Bob, hörst du überhaupt zu? Nun sind aber fünf von ihnen an Land
gezogen worden. Also, ich fühle mich
verpflichtet, der Sache auf den Grund zu gehen. Was meinst du?”
“Wie? Äh, ja, da hast du Recht.”
Die Kellnerin war verschwunden. Sie
blickten durch das Fenster auf die vom Nieselregen verschleierte
Strasse und hingen ihren Gedanken nach.
“Also,” MacLannon erhob sich und
legte ein paar Dollar auf den Tisch. “Also, ich meine, ich sollte
einen dieser Angler aufsuchen. Du kannst mitkommen, wenn du willst.”
“Wie? Mitkommen? Ich sage nur
eines: Hanford.” Bob blickte bedeutungsvoll auf MacLannon, dann kam
die Kellnerin wieder von den Tischen zurück.
“Ted, ich glaube, es geht nicht.
Ich habe zu viel um die Ohren.”
MacLannon grinste. Die Frau war
verheiratet.
“Möchtest
du wohl, was?” Dann stand er auf der Strasse.
Er nahm die 82 und fuhr in
südöstliche Richtung, auf Richland zu. Der graue Pontiac glitt
durch das herbstlich trübe Wetter. Grau auch der Himmel, dann der
Regen, die eintönig gerade Strecke. MacLannons Gedanken wanderten.
‘Ich sage nur eines: Hanford’, hatte Bob gemeint.
Der Mann hiess Tom Haynes.
“Also, von der Seattle Times
sind Sie? Das was ich Ihnen jetzt zeige, ist kein Anglerlatein.”
Der vierschrötige Mann deutete auf ein grosses Foto an der Wand.
MacLannon trat dichter heran. Auf dem Bild hielt der Angler lachend
einen Riesenlachs in den Armen.
“Herzlichen Glückwunsch zum Fang,”
meinte MacLannon und griff nach seiner Kamera.
“Lassen Sie mich ein Foto machen,
von Ihnen, dem Foto mit Ihnen und dem Fisch.
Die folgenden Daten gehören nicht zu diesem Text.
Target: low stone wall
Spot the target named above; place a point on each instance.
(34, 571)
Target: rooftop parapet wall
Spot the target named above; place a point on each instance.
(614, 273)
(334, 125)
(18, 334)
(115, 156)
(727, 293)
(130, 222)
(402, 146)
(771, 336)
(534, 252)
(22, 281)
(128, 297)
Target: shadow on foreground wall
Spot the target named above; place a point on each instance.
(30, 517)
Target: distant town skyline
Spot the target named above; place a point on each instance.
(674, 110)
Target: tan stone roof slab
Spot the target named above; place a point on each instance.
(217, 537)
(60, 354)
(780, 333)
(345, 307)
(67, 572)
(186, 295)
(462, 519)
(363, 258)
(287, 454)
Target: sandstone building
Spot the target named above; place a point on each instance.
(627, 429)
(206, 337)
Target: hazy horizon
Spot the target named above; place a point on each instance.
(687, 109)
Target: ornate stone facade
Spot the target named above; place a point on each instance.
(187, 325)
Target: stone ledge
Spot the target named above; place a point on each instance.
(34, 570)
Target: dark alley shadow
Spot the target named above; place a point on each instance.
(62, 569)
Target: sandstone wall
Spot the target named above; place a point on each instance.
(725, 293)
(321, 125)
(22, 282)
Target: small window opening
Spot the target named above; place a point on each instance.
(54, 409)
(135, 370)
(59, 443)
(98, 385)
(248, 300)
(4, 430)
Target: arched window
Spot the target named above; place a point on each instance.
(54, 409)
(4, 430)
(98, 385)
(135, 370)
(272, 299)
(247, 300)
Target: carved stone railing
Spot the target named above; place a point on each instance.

Das bringen wir im
Lokalteil. Wo haben Sie ihn erwischt?”
“Im Columbia River, unterhalb des
Bonneville Staudamms. Es war ein Quinnat.
Er schaffte es nicht über
die Fischtreppe.”
“Hanford. Was meinen Sie?”
Der Angler zuckte mit den Schultern.
“Kann sein, meine Frau und ich haben ihn trotzdem gegessen. Der
Nächste wird ausgestopft und kommt an die Wand, da können Sie Gift
drauf nehmen.”
“Vielleicht reicht schon eine
Besuchertour, ” meinte MacLannon, verabschiedete sich und ging.
“Wenn ihr Leute aus der Stadt jetzt
zur Halloweenzeit an Riesenkürbissen interessiert seid, dann fahrt
zu Ben!,” brüllte Haynes hinter ihm her und zeigte die Strasse
entlang.
“Der wohnt zwanzig Meilen weiter.
Ihr könnt ihn nicht verfehlen. Der Einzige, der da noch lebt!”
Bevor MacLannon fragen konnte, was
mit den anderen sei, war Haynes in seinem Haus verschwunden.
Fünf Jahre bleibt der Quinnat-Lachs
im Pazifik, dann kehrt er zurück, wandert seinen Fluss hoch um zu
laichen, dort, wo er einstmals aus dem Ei schlüpfte. Der Columbia
River fliesst zweiundachtzig Kilometer durch Hanford.
Gelbrötliche Riesenkürbisse,
grösser als Medizinbälle, farbige Tupfen auf dunkelbraunen Äckern.
MacLannon spähte angestrengt durch den Regen. Ein Haus tauchte aus
dem Dunst, und er hielt an. Der Vorgarten war verwildert, das Gras
nicht gemäht. MacLannon stieg aus, ging zum Eingang und klopfte.
Keine Antwort. Die Tür war angelehnt, Staub lag auf den Möbeln.
Hier wohnte schon seit längerer Zeit niemand mehr. Muller stand auf
dem Namensschild. Er ging um das Haus herum. Ein Husky lag auf dem
Boden, alle Viere von sich gestreckt, abgemagert, tot. Dunkelbraune
Flecken durchsetzten sein hellgraues Fell.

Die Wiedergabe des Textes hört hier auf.